In the second quarter of 2020, the Company proactively obtained a waiver from the lender for the Premier Retail/Apartments loan wherein the Company did not have to meet the minimum debt service coverage requirement for the period ended June 30, 2020. The Company also proactively obtained a waiver from the lender for the 249 Central Park, Fountain Plaza Retail, and South Retail properties wherein the Company did not have to meet the minimum debt service coverage requirement for the period ended June 30, 2020 and will not have to meet the requirement for the period ending December 31, 2020.

In June 2020, the Company exercised its option to purchase the remaining 21% ownership interest in 1405 Point in exchange for increased ground lease payments to be made over the approximately 42-year remaining lease term. The Company recorded a note payable of $6.1 million, which represents the present value of these payments. The ground lessor is an affiliate of our former joint venture partner.

On August 31, 2020, the Company entered into a $31.4 million construction loan agreement for the development project owned by the Gainesville Partnership. The loan bears interest at a rate of LIBOR plus a spread of 3.00% with a floor of 3.75%. The loan matures on August 31, 2024 and has one 12-month extension option. The Company's joint venture partner in the Gainesville Partnership has guaranteed payment of 55% of loan advances.

On September 22, 2020, as a part of the Nexton Square acquisition, the Company assumed a note payable of $22.9 million.
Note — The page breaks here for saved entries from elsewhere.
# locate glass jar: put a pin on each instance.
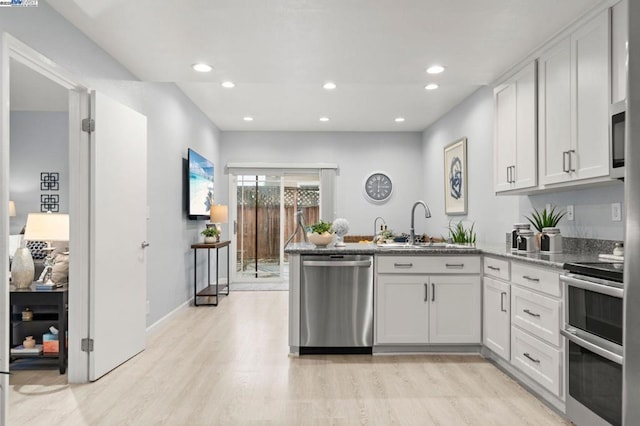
(517, 227)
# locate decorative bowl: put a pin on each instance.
(320, 240)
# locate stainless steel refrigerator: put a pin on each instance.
(631, 366)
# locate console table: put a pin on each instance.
(49, 309)
(212, 289)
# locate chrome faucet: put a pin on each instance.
(427, 214)
(375, 227)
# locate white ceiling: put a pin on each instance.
(31, 91)
(279, 53)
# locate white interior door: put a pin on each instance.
(117, 306)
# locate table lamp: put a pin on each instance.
(218, 215)
(47, 227)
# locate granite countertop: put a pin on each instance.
(542, 259)
(538, 258)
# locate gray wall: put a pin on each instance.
(495, 215)
(39, 143)
(174, 124)
(357, 154)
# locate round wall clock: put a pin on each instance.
(378, 187)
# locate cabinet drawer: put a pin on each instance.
(543, 280)
(539, 315)
(494, 267)
(429, 264)
(541, 362)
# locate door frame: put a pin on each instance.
(14, 49)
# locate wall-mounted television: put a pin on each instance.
(200, 186)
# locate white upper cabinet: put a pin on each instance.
(573, 95)
(515, 131)
(619, 31)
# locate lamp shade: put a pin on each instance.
(219, 214)
(47, 227)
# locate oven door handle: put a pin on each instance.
(605, 353)
(591, 286)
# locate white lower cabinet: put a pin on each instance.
(454, 315)
(417, 308)
(540, 361)
(402, 309)
(497, 317)
(522, 319)
(536, 314)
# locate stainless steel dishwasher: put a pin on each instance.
(336, 304)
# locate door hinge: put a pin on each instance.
(88, 125)
(86, 345)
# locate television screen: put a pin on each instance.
(200, 185)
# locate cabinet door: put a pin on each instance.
(454, 315)
(619, 31)
(554, 112)
(525, 175)
(515, 131)
(497, 319)
(590, 50)
(504, 103)
(402, 309)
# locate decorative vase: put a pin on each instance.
(22, 268)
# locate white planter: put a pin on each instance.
(320, 240)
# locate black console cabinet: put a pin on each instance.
(49, 309)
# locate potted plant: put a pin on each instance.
(459, 234)
(320, 233)
(211, 235)
(545, 219)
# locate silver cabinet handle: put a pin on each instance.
(571, 151)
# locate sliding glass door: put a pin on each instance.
(259, 200)
(266, 216)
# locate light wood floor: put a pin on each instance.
(229, 365)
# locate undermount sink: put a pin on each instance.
(406, 246)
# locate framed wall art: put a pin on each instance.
(455, 178)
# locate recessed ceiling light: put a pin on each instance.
(435, 69)
(200, 67)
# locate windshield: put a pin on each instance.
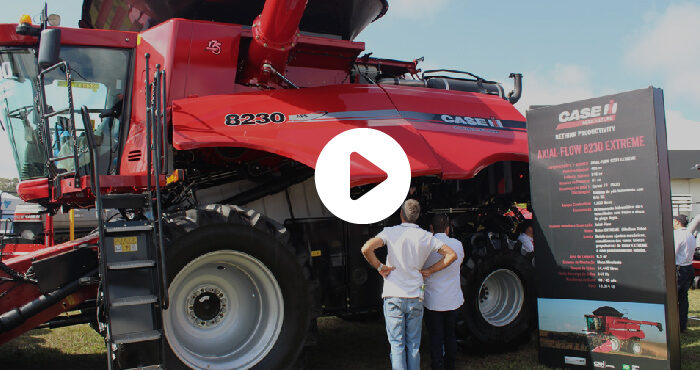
(99, 78)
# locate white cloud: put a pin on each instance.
(415, 9)
(563, 84)
(670, 45)
(682, 133)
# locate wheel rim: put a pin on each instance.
(226, 311)
(501, 297)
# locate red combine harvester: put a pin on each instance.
(607, 326)
(197, 125)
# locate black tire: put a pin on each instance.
(196, 232)
(492, 255)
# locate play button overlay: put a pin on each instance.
(362, 152)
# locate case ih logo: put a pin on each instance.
(214, 46)
(588, 116)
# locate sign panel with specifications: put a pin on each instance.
(603, 233)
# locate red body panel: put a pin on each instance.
(72, 36)
(16, 295)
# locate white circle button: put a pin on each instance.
(333, 175)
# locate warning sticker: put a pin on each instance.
(125, 244)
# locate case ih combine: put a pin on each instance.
(608, 326)
(224, 256)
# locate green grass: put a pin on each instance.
(344, 345)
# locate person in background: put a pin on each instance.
(685, 248)
(526, 236)
(443, 296)
(408, 247)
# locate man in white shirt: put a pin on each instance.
(685, 248)
(443, 296)
(408, 247)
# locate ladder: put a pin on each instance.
(132, 260)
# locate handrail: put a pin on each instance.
(45, 115)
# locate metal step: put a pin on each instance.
(129, 201)
(127, 229)
(131, 265)
(136, 337)
(134, 300)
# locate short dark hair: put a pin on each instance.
(440, 222)
(410, 210)
(682, 219)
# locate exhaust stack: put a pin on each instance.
(275, 32)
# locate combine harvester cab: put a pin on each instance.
(201, 138)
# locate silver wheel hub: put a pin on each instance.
(501, 297)
(226, 311)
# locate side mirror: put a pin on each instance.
(49, 48)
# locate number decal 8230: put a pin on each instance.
(254, 119)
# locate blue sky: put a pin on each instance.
(567, 315)
(566, 50)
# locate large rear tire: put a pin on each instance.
(499, 312)
(239, 297)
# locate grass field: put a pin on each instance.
(345, 345)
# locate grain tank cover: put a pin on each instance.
(343, 18)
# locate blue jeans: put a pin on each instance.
(404, 322)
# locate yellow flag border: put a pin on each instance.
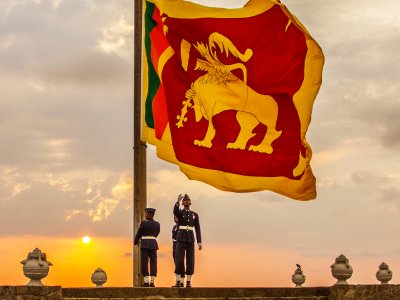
(303, 189)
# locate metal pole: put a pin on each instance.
(139, 157)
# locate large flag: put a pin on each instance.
(228, 94)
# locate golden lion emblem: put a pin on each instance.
(219, 90)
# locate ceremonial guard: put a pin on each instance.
(147, 234)
(188, 222)
(174, 232)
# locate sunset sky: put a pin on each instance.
(66, 137)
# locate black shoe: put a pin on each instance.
(178, 284)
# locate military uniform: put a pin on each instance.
(188, 222)
(147, 233)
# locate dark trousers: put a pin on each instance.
(173, 255)
(145, 255)
(181, 249)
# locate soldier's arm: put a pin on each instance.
(176, 206)
(198, 231)
(138, 234)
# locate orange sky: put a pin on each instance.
(218, 265)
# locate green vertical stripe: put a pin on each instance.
(153, 80)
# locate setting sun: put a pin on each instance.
(86, 239)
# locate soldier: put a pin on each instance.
(147, 234)
(174, 232)
(187, 222)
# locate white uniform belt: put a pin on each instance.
(186, 227)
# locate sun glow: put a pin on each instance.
(86, 239)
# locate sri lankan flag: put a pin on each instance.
(228, 94)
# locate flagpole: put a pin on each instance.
(139, 147)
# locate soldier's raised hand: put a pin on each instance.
(180, 197)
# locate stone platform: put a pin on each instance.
(347, 292)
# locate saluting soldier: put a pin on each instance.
(147, 233)
(188, 222)
(174, 233)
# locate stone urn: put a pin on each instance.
(384, 275)
(341, 270)
(99, 277)
(298, 277)
(36, 267)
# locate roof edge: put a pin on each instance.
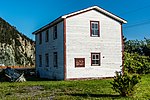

The loan bears interest at a rate of LIBOR plus a spread of 2.25% and will mature on August 8, 2021.

On September 22, 2020, the Company paid off the Hanbury Village loan in full. This property was added to the unencumbered borrowing base for the revolving credit facility.

As of September 30, 2020, the Company was in compliance with the applicable terms of all loan covenants after giving effect to the waivers granted.